Wednesday, January 28, 2015

The long goodbye


charcoal and conte crayon
The continuous dry ground from summer into winter is a bonus for outdoor sketching; Pyrrhic advantage. I returned with charcoal to the dying pines on the Ridge Trail nearby. I take pics or draw ‘em. Their dying is such a long process! They are stark, magnificent --yet hard to identify with as a role model for dying. It's not Hollywood's one big bad scene, it's a years-long indignity, visible from all sides of the ridge. Bark slips off at a near-geologic pace. A broken limb catches on its ailing neighbor. Eventually the neighbor goes down.
Last year, I hung several of these trees’ portraits downtown alongside portraits of the Palace Hotel: Wealth, two ways. SF architecture drawings sold; dead trees – not so much! Back to drawings of built space, happy customers, coordinated materials. The hired pen wants to wander. 

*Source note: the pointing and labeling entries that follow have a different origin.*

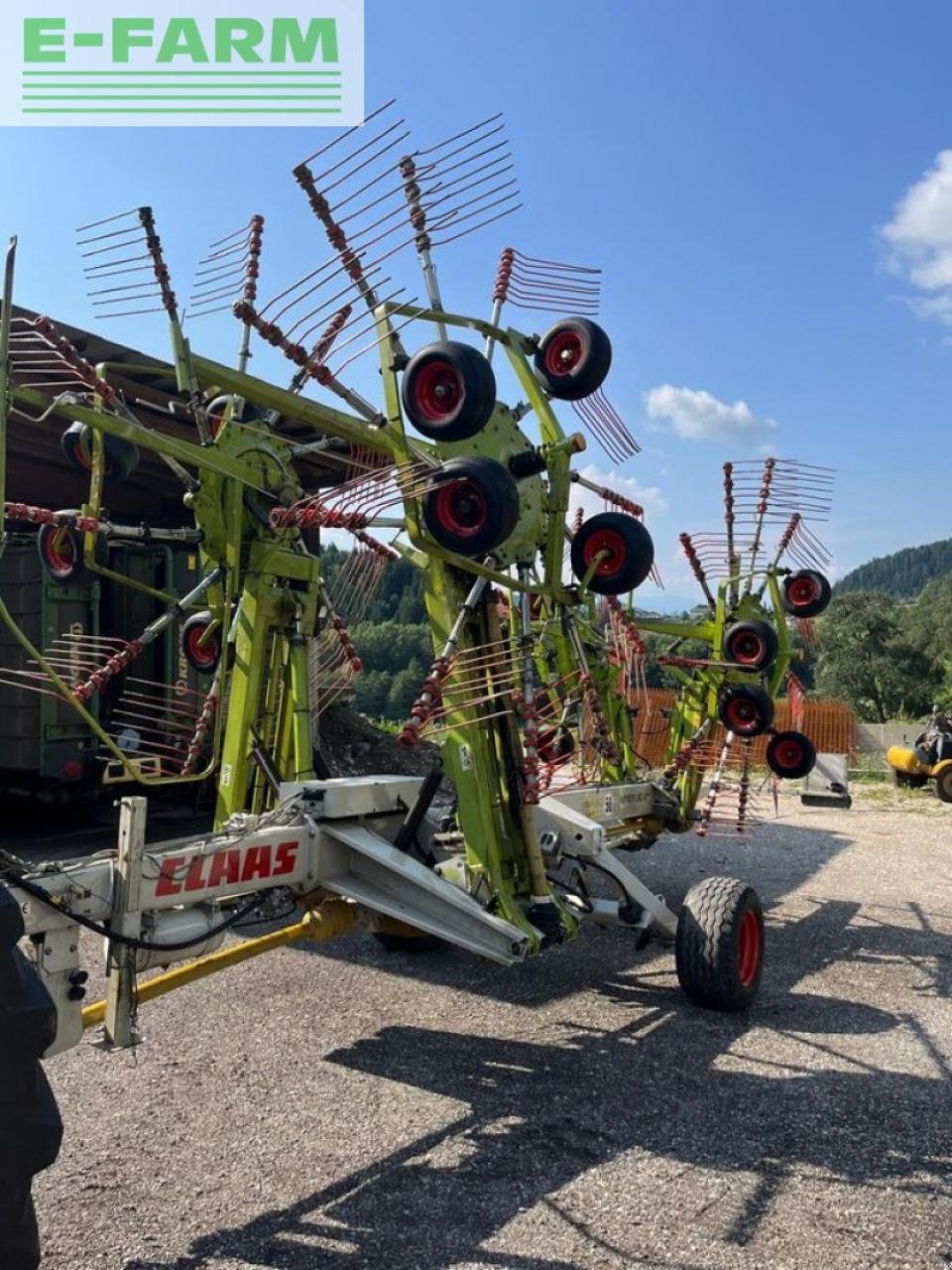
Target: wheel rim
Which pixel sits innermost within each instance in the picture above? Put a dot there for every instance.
(565, 352)
(60, 550)
(802, 592)
(204, 654)
(461, 508)
(743, 714)
(788, 753)
(438, 391)
(747, 648)
(611, 543)
(749, 949)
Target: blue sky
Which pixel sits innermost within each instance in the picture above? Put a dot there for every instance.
(730, 166)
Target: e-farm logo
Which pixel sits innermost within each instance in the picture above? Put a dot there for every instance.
(113, 64)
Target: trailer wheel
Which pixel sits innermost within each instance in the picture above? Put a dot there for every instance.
(627, 547)
(202, 654)
(805, 593)
(472, 507)
(60, 549)
(791, 754)
(752, 645)
(720, 944)
(747, 711)
(121, 456)
(448, 391)
(572, 358)
(943, 785)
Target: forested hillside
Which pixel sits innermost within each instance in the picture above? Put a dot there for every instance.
(901, 574)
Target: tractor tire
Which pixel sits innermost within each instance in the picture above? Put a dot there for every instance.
(720, 944)
(407, 943)
(791, 754)
(752, 645)
(572, 358)
(747, 711)
(943, 785)
(121, 456)
(448, 391)
(629, 547)
(202, 657)
(805, 593)
(60, 549)
(474, 506)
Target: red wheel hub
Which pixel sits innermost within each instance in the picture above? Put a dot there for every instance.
(610, 541)
(788, 753)
(565, 352)
(461, 508)
(206, 654)
(438, 391)
(743, 714)
(749, 948)
(60, 552)
(747, 648)
(802, 592)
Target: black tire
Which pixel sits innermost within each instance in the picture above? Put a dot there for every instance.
(751, 644)
(943, 785)
(747, 711)
(791, 754)
(720, 944)
(202, 657)
(805, 593)
(572, 358)
(121, 456)
(448, 391)
(631, 553)
(474, 506)
(60, 549)
(407, 943)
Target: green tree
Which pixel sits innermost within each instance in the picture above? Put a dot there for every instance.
(867, 661)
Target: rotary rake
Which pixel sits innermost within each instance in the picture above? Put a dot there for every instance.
(537, 683)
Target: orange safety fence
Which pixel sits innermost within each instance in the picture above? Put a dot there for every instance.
(830, 725)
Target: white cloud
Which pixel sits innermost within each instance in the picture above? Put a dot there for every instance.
(699, 416)
(919, 240)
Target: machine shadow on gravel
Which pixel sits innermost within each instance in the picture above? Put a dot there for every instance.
(539, 1116)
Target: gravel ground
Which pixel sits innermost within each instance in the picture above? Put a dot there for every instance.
(345, 1107)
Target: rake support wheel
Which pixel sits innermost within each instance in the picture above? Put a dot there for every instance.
(791, 754)
(448, 391)
(752, 645)
(747, 711)
(572, 358)
(720, 944)
(805, 593)
(472, 507)
(625, 548)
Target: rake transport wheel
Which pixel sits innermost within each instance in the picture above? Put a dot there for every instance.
(472, 507)
(121, 456)
(60, 549)
(720, 944)
(747, 711)
(791, 754)
(448, 391)
(752, 645)
(572, 358)
(805, 593)
(202, 654)
(626, 548)
(943, 785)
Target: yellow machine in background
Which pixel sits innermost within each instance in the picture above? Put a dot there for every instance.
(929, 758)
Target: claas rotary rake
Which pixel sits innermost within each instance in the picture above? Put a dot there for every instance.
(536, 694)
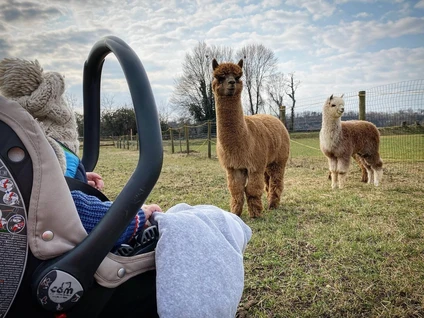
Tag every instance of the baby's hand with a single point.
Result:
(95, 180)
(148, 209)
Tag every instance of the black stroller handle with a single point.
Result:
(83, 261)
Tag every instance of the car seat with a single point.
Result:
(49, 266)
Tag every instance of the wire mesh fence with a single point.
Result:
(396, 109)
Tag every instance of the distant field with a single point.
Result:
(356, 252)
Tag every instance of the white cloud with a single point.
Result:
(61, 34)
(356, 35)
(362, 15)
(419, 5)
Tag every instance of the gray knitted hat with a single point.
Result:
(41, 94)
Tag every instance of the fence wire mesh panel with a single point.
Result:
(396, 109)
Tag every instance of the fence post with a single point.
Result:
(361, 95)
(283, 114)
(172, 140)
(188, 144)
(209, 139)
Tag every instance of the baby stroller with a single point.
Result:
(49, 267)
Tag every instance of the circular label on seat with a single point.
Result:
(59, 291)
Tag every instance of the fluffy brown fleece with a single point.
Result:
(252, 149)
(364, 173)
(339, 141)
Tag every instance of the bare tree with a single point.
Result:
(292, 86)
(275, 87)
(193, 90)
(259, 63)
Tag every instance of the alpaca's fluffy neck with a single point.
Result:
(331, 132)
(231, 126)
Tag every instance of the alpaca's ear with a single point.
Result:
(214, 64)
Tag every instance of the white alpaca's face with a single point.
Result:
(335, 106)
(228, 85)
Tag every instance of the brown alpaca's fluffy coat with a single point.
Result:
(339, 141)
(252, 149)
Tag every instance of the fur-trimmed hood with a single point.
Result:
(41, 94)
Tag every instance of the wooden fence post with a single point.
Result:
(209, 139)
(172, 140)
(283, 114)
(362, 105)
(187, 139)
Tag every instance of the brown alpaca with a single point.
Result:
(252, 149)
(339, 141)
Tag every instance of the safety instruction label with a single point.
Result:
(13, 239)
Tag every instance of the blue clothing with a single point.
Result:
(90, 208)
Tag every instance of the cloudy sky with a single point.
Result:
(332, 46)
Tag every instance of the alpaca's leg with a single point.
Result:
(254, 191)
(370, 173)
(342, 168)
(361, 164)
(377, 168)
(332, 163)
(236, 181)
(276, 184)
(267, 185)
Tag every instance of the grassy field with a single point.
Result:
(356, 252)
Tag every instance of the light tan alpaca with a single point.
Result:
(339, 141)
(252, 149)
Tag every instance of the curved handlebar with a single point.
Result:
(94, 248)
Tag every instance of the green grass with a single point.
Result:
(356, 252)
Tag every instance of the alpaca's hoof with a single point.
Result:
(273, 206)
(255, 214)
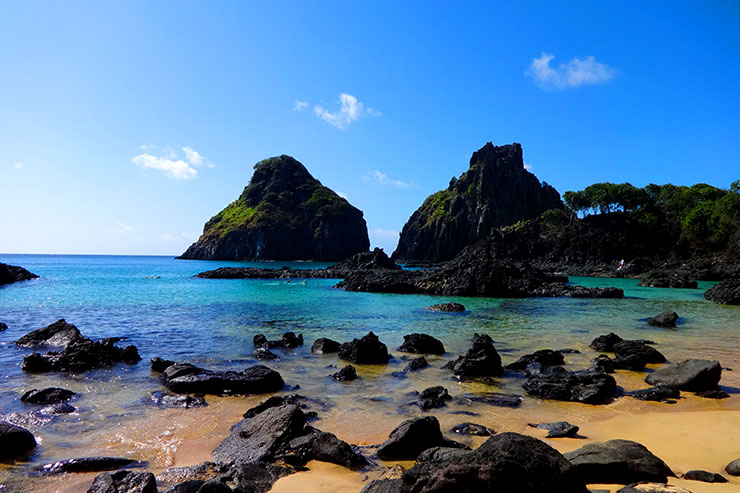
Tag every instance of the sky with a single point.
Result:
(125, 126)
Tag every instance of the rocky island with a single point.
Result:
(283, 214)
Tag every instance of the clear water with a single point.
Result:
(157, 304)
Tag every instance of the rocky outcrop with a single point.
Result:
(496, 191)
(11, 273)
(283, 214)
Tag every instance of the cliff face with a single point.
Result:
(283, 214)
(496, 191)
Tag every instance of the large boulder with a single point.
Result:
(691, 374)
(617, 462)
(496, 191)
(283, 214)
(482, 359)
(11, 273)
(15, 441)
(507, 462)
(421, 344)
(184, 378)
(589, 387)
(367, 350)
(59, 334)
(412, 437)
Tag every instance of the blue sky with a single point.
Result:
(124, 126)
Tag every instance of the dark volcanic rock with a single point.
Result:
(665, 319)
(11, 273)
(559, 429)
(507, 462)
(421, 344)
(89, 464)
(545, 357)
(346, 374)
(183, 378)
(82, 356)
(618, 462)
(15, 441)
(473, 429)
(283, 214)
(589, 387)
(51, 395)
(725, 293)
(124, 481)
(412, 437)
(324, 346)
(705, 476)
(58, 334)
(367, 350)
(482, 359)
(691, 374)
(447, 307)
(496, 191)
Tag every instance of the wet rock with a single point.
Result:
(183, 378)
(447, 307)
(665, 319)
(289, 340)
(606, 342)
(163, 399)
(124, 481)
(589, 387)
(59, 334)
(480, 360)
(365, 351)
(421, 344)
(725, 293)
(704, 476)
(15, 441)
(545, 357)
(559, 429)
(412, 437)
(50, 395)
(324, 346)
(658, 394)
(82, 356)
(346, 374)
(159, 365)
(617, 462)
(473, 429)
(89, 464)
(491, 398)
(262, 353)
(507, 462)
(416, 364)
(691, 374)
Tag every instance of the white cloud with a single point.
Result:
(349, 111)
(577, 72)
(379, 178)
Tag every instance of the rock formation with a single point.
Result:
(496, 191)
(283, 214)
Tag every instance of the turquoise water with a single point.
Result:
(157, 304)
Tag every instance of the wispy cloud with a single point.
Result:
(577, 72)
(350, 110)
(173, 167)
(379, 178)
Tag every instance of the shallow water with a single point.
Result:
(211, 323)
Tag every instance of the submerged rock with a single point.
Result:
(617, 462)
(15, 441)
(691, 374)
(368, 350)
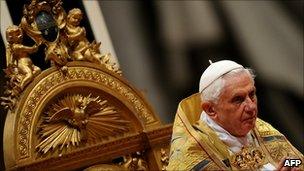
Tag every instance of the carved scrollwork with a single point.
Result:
(20, 70)
(135, 161)
(46, 22)
(77, 118)
(164, 158)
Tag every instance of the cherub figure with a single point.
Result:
(17, 55)
(82, 49)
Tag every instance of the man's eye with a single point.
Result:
(252, 95)
(238, 99)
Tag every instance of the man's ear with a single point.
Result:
(208, 107)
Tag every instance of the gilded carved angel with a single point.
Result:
(77, 118)
(82, 49)
(17, 55)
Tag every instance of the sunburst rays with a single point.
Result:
(75, 118)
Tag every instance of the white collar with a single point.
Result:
(234, 143)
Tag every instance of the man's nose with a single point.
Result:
(250, 104)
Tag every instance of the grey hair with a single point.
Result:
(213, 91)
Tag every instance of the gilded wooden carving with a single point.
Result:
(78, 113)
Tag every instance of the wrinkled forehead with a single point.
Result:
(241, 82)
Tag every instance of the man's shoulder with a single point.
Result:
(266, 129)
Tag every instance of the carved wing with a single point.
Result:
(107, 122)
(58, 134)
(62, 114)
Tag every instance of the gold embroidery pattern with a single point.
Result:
(279, 150)
(249, 158)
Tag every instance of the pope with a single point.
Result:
(219, 129)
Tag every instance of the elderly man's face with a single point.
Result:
(236, 110)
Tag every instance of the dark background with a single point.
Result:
(164, 46)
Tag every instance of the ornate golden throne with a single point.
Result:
(80, 113)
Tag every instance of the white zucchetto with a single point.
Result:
(216, 70)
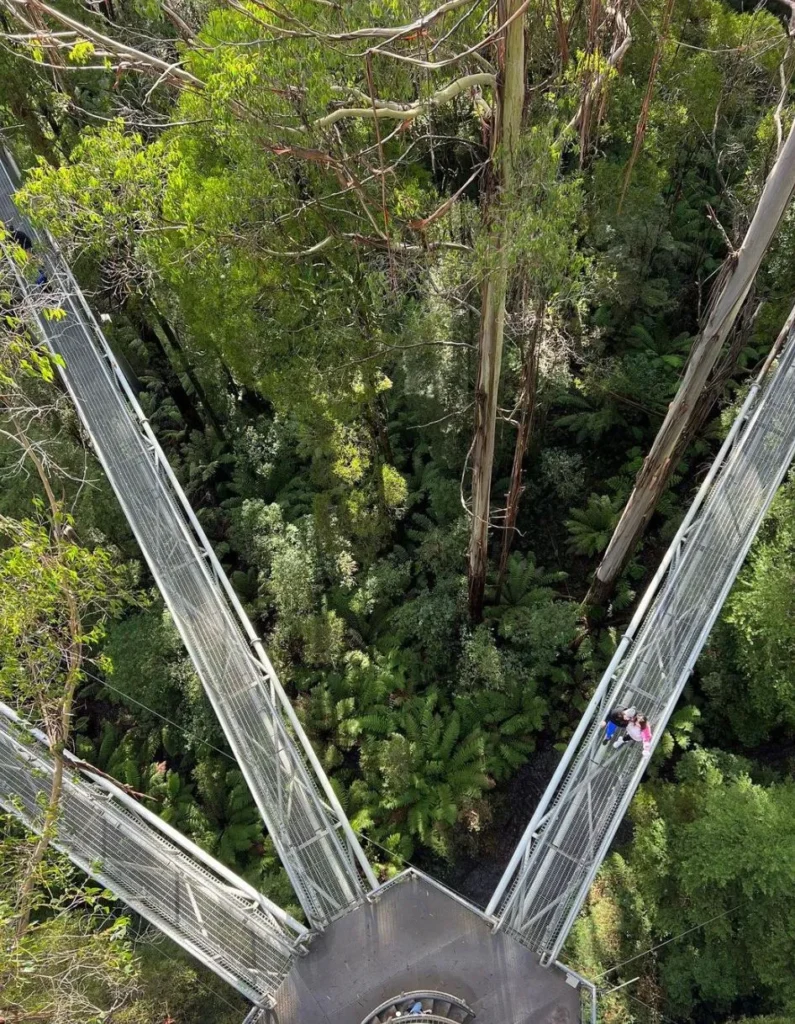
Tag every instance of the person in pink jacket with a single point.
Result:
(638, 731)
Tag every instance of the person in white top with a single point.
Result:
(638, 731)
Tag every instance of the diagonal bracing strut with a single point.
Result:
(547, 880)
(303, 816)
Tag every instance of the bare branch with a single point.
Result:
(408, 113)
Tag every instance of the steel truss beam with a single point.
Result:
(547, 880)
(303, 816)
(219, 919)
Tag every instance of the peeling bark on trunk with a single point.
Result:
(504, 140)
(736, 281)
(527, 409)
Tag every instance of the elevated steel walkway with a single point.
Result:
(309, 829)
(206, 908)
(548, 878)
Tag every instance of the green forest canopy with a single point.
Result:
(328, 240)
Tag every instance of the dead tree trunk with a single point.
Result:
(527, 409)
(736, 281)
(504, 142)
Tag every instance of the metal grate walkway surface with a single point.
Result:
(315, 841)
(225, 924)
(570, 834)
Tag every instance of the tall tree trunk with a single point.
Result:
(173, 340)
(161, 366)
(736, 281)
(527, 409)
(504, 142)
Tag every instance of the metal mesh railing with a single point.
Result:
(573, 827)
(220, 924)
(308, 827)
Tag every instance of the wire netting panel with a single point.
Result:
(574, 834)
(305, 833)
(226, 931)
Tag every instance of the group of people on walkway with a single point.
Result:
(631, 727)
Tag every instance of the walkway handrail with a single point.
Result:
(311, 834)
(197, 901)
(547, 879)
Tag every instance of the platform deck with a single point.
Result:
(419, 936)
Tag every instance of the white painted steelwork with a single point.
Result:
(202, 905)
(304, 818)
(549, 875)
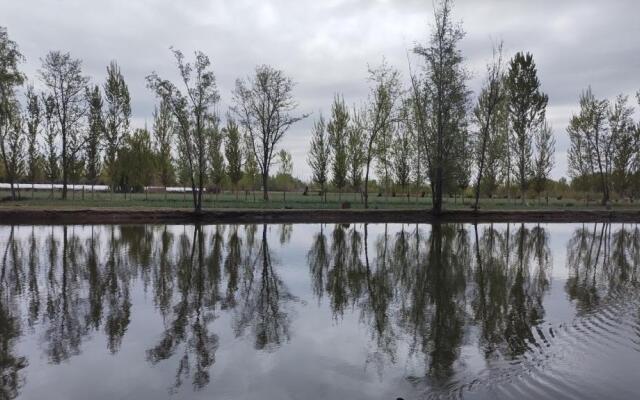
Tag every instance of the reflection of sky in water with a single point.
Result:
(329, 355)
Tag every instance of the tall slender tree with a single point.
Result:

Wednesday, January 7, 2015

Not as Advertised


The weather reports said no snow, so it was unusually crowded for after-Xmas. Day-visitors in flip-flops. This is year #4 of drought. Yhe falls at Yosemite were reduced to a trickle this January, a glaze of frost on an adjacent ledge. NPS' foreign guests will post selfies of this and buy postcards of the falls the way they used to be. My plein air excursion happened, but what a sorry sight.